Publié le 17/01/2022 par Anne Feuillère / Catégorie: Critique

Jusqu'au bout 

Il aura donc fallut plus de 50 ans de carrière pour que Jan Bucquoy, ce cinéaste inclassable, cet artiste protéiforme, ce trublion engagé et rageur, sorte des marges du cinéma belge. Alors que son nouveau long-métrage La Dernière tentation des Belges sort prochainement en salle, non seulement la CINEMATEK organise une rétrospective de son œuvre en ce début d'année, mais la collection consacrée aux cinéastes belges de la Fédération Wallonie-Bruxelles (Collection Cinéastes d'aujourd'hui) lui consacre un épisode, signé Stefan Thibeau. Un portrait riche et émouvant qui mélange réalité et fiction. À la Bucquoy.

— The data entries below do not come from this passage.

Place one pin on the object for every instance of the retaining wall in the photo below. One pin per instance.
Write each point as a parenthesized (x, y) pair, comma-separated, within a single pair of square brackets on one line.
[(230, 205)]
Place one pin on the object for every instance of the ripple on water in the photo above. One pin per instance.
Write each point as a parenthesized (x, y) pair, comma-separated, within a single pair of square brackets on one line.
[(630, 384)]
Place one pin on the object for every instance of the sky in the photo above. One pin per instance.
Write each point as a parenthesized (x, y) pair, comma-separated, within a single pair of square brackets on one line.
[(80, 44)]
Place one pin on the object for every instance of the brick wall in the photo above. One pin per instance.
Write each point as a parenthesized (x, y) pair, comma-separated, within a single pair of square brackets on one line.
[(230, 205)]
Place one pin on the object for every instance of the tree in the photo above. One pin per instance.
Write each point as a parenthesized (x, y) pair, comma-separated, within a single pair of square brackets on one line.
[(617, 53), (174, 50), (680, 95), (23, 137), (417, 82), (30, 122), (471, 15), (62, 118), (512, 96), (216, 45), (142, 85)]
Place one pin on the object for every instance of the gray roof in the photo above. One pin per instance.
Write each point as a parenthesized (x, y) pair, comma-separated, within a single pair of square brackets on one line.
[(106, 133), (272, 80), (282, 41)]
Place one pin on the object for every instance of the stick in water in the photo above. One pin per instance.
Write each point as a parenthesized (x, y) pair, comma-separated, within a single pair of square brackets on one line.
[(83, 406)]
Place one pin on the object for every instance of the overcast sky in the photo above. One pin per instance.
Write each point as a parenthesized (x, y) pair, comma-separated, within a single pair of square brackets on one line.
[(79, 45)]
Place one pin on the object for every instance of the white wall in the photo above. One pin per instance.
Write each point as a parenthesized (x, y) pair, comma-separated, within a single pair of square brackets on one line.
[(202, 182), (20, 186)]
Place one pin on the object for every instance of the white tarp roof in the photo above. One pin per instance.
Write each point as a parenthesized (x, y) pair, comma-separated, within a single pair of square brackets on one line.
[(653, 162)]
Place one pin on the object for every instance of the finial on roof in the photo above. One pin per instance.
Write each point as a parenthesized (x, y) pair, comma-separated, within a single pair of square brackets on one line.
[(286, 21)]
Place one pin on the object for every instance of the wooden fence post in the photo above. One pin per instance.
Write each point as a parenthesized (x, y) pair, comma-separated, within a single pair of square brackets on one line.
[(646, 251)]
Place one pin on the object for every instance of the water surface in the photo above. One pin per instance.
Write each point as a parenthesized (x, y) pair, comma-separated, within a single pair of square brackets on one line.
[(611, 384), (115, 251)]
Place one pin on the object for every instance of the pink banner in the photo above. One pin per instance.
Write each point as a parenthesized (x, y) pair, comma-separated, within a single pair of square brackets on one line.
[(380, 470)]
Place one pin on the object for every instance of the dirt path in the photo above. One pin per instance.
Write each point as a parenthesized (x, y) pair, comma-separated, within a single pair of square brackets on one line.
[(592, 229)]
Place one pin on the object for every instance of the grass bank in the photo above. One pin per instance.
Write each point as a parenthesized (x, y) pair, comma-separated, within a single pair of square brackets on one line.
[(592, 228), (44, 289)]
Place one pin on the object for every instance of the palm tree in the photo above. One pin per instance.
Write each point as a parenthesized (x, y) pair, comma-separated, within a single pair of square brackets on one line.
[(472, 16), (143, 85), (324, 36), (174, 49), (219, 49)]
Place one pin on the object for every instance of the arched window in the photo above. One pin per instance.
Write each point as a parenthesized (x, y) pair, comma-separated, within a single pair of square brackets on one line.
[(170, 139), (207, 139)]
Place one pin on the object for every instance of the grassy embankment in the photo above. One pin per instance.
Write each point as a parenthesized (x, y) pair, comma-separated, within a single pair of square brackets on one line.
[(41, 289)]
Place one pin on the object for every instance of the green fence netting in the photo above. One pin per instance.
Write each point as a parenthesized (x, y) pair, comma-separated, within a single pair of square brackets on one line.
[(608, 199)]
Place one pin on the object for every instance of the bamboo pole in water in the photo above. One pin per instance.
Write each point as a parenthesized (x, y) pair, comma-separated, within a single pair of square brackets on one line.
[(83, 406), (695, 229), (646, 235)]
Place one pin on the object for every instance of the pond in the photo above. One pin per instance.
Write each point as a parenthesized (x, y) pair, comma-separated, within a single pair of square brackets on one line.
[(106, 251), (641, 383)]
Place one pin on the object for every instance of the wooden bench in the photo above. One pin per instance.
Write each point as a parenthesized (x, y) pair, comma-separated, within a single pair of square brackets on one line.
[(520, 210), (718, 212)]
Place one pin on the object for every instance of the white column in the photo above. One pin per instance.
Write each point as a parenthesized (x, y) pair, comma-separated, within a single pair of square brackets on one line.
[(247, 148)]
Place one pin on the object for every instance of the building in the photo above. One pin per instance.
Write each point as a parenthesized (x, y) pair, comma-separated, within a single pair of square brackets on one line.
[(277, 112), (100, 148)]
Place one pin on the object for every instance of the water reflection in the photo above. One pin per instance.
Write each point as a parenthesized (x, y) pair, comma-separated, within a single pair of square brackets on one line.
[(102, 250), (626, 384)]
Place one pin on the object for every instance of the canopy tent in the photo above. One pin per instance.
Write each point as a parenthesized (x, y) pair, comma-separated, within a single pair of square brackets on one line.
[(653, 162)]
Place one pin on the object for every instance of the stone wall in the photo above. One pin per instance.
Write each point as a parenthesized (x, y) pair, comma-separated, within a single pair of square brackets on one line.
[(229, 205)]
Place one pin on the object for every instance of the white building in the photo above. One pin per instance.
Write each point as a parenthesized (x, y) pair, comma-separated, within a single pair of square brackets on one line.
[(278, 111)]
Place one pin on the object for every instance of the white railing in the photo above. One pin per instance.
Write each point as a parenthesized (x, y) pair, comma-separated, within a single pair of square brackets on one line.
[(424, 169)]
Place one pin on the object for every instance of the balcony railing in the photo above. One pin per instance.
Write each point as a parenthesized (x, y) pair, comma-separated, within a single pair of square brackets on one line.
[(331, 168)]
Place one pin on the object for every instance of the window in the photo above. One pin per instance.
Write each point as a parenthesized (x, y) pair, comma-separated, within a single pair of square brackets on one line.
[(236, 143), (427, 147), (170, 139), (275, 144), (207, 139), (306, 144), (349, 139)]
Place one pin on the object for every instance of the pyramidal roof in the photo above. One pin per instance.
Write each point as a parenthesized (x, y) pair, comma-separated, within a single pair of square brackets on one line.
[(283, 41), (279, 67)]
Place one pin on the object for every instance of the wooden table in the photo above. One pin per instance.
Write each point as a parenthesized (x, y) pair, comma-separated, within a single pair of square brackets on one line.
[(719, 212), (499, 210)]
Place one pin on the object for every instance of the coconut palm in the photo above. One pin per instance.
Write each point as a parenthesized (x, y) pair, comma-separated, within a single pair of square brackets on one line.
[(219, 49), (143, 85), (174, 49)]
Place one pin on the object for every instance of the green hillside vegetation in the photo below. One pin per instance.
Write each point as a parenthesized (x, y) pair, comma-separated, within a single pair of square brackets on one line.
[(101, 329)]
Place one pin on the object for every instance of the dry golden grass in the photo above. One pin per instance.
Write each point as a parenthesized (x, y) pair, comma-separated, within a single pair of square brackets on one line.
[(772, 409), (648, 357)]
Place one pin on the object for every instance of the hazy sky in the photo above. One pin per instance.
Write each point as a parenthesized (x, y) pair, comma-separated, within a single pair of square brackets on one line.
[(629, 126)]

Tout va bien ! Le cinéma selon Jan Bucquoy, un film de Stefan Thibeau

Jan Bucquoy fait partie de tout un pan du cinéma belge, celui que Roland Lethem, Jean-Marie Buchet, Noël Godin,... ont rendu inclassable, les libertaires irrévérencieux, anarchistes de la péloche, poseurs de bombes artistiques. Le cinéma belge en regorge pour le pire et pour le meilleur. Mais Bucquoy, plus encore que ses comparses ou ses prédécesseurs, est un artiste protéiforme. Performeur, peintre, dessinateur, photographe, il est partout sans cesse en mouvement, de la prise du Palais Royal qu'il remet chaque année en action à la Loterie nationale qu'il imagine comme un tirage au sort de revenus à vie, de l'entartage de sommités à l'ouverture de musées tous plus inattendus les uns que les autres, que ce soit celui des femmes ou du slip. Chez lui, tout se mêle, tout est prétexte à renverser les idées reçues, ruer dans les brancards, réinventer la vie, en proposer de nouvelles voies. Son corps et sa vie sont le matériel de cette œuvre foisonnante et moqueuse, faussement légère et finalement vraiment sérieuse car tout s'y joue à l'aune de ses idées profondément anticapitalistes et révolutionnaires.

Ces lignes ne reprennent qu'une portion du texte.